UK-based medical journal the BMJ has tapped into the growing momentum behind full disclosure for clinical trial results to step up its open-data campaign on a number of fronts.
While continuing to hold industry and regulators to account for selective reporting of clinical-trial outcomes, the journal has specifically pledged to publish, with effect from January 2013, studies of drugs and medical devices – whether industry-funded or not – only where there is a commitment “to make the relevant anonymised patient level data available on reasonable request”.
To date, the International Committee of Medical Journal Editors has “declined to take such a step”, notes an editorial by BMJ editor in chief Fiona Godlee.
The latest issue of the BMJ also features an open letter from Godlee to John Bell, regius professor of medicine at Oxford University and a member of Roche’s board of directors, putting pressure on the company to release the complete raw dataset on its antiviral oseltamivir (Tamiflu).
This is in line with the Cochrane Collaboration’s efforts – highlighted in previous issues of the BMJ – to obtain the full Tamiflu data for a systematic review of neuraminidase inhibitors.
In an unpublished response, Bell says he has referred the matter to Roche. Meanwhile, the BMJ has launched a dedicated website, www.bmj.com/tamiflu, including correspondence by e-mail and letter between Cochrane researcher Dr Tom Jefferson plus colleagues and Roche, as well as the World Health Organization and the US Centers for Disease Control and Prevention, over the unpublished Tamiflu data.
All of this comes as questions are being asked in the UK Parliament over clinical data transparency and Dr Ben Goldacre’s book Bad Pharma, which weighs into industry, regulators and others over selective data publication, continues to ride a wave of publicity.
Indeed, Godlee refers to Bad Pharma three times in her editorial, while Goldacre’s case rests substantially on transparency issues pursued in the BMJ, such as Tamiflu and the German meta-analysis of published and unpublished clinical trials with Pfizer’s antidepressant reboxetine (Edronax).
The BMJ’s latest efforts also catch Roche on the back foot, as the company negotiates the fall-out from last week’s revelation that the European Medicines Agency is investigating whether Roche failed to comply with legal obligations to report side effects associated with 19 of its medicines licensed for use in the European Union.

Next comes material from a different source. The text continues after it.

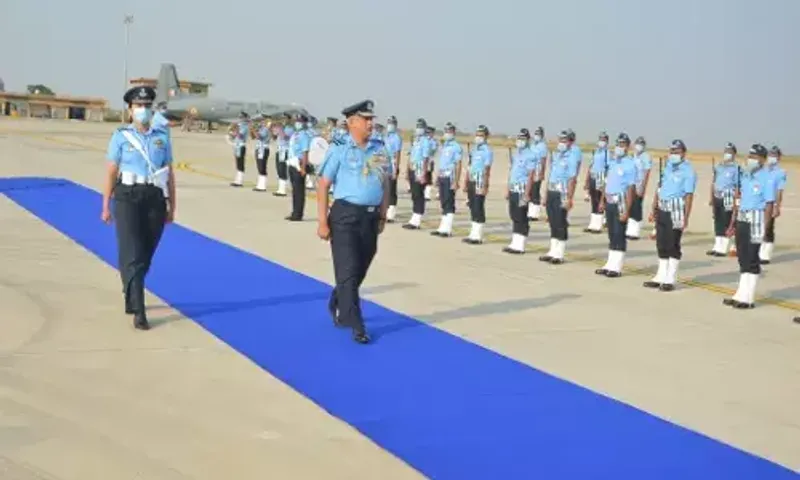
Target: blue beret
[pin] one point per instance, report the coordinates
(362, 109)
(140, 94)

As far as Tamiflu is concerned, the company continues to insist the drug is safe and effective and that it has already provided the Cochrane group with 3,200 pages of highly detailed information addressing the researchers’ concerns.
In her editorial, Godlee contrasts Roche’s stance with GlaxoSmithKline’s announcement last month that it will allow access to anonymised patient-level data from its clinical trials, subject to review by an independent panel and the data request including a ‘reasonable scientific question’, a research protocol and a commitment from the researchers to publish their results.
While GSK’s initiative is very welcome, “what this apparently brave and benevolent action really serves to highlight is the rank absurdity of the current situation”, Godlee comments.
“Why aren’t all clinical trial data routinely available for independent scrutiny once a regulatory decision has been made?”, she asks. “How have commercial companies been allowed to evaluate their own products and then to keep large and unknown amounts of the data secret even from the regulators? Why should it be up to the companies to decide who looks at the data and for what purpose?”
In the meantime, and despite a “public promise” from Roche to release “full study reports” from its clinical trials with Tamiflu, the company has “stonewalled, variously pleading patient or commercial confidentiality, or claiming that sufficient data have already been provided”, Godlee says.
According to the Cochrane researchers, around 60% of Roche’s data from Phase III trials of oseltamivir have never been published. “This means that tax payers in the United Kingdom and around the world have spent billions of dollars stockpiling a drug for which no one except the manufacturer has seen the complete evidence base,” Godleee writes.